In many cases you don't really need to have LinearSolve compiles, since you are dealing for instance with only a specific type of matrices, or maybe just want to solve the same system with different right hand sides. In such cases you can evaluate the definiions once and compile the resulting expressions. Here is a rough example where I just injected two unkowns into your matrix.
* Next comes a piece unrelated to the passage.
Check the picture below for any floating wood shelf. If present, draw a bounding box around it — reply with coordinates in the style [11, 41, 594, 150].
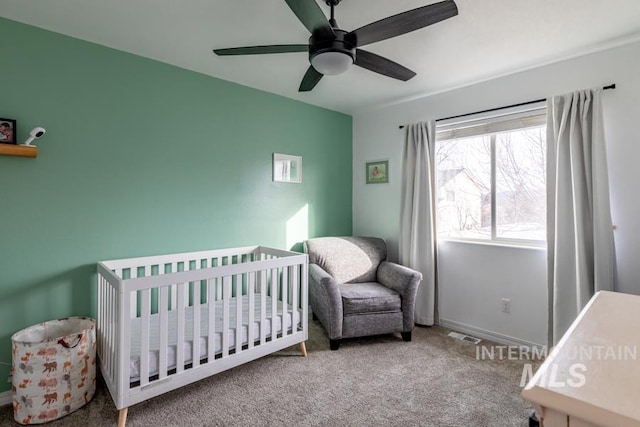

c = {0.516344, 0.287671, 0.216344, 0.176796, 1};
A = {{0, b, 1/2, 1/2, 1/2}, {0, 0, Sqrt[3]/2, a/(2 Sqrt[3]),
1/(2 Sqrt[3])}, {0, 0, 0, Sqrt[2/3], 1/(2 Sqrt[6])}, {0, 0, 0, 0,
Sqrt[5/2]/2}, {1, 1, 1, 1, 1}};

fun[b_, a_] = LinearSolve[A, c]
funC = Compile[{{a, _Real}, {b, _Real}}, Evaluate[fun[a, b]]]

CompiledFunction[{a,b},
Block[{Compile$2,Compile$9},
Compile$2=1/a; Compile$9=1. b;
{0.0696861 Compile$2 (-2.4565+4.44393 a-0.5 b+1. a b), 0.0348431 Compile$2 (4.913 +Compile$9), -0.0696861 (-3.69701+Compile$9),
0.209058,
0.223631}] ,-CompiledCode-]


Now however when doing this it's important to remember that you need to check your inputs yourself, for instance in the case of A={{p1,0},{0,p2}}, you would need to check that neither p1 or p2 are zero.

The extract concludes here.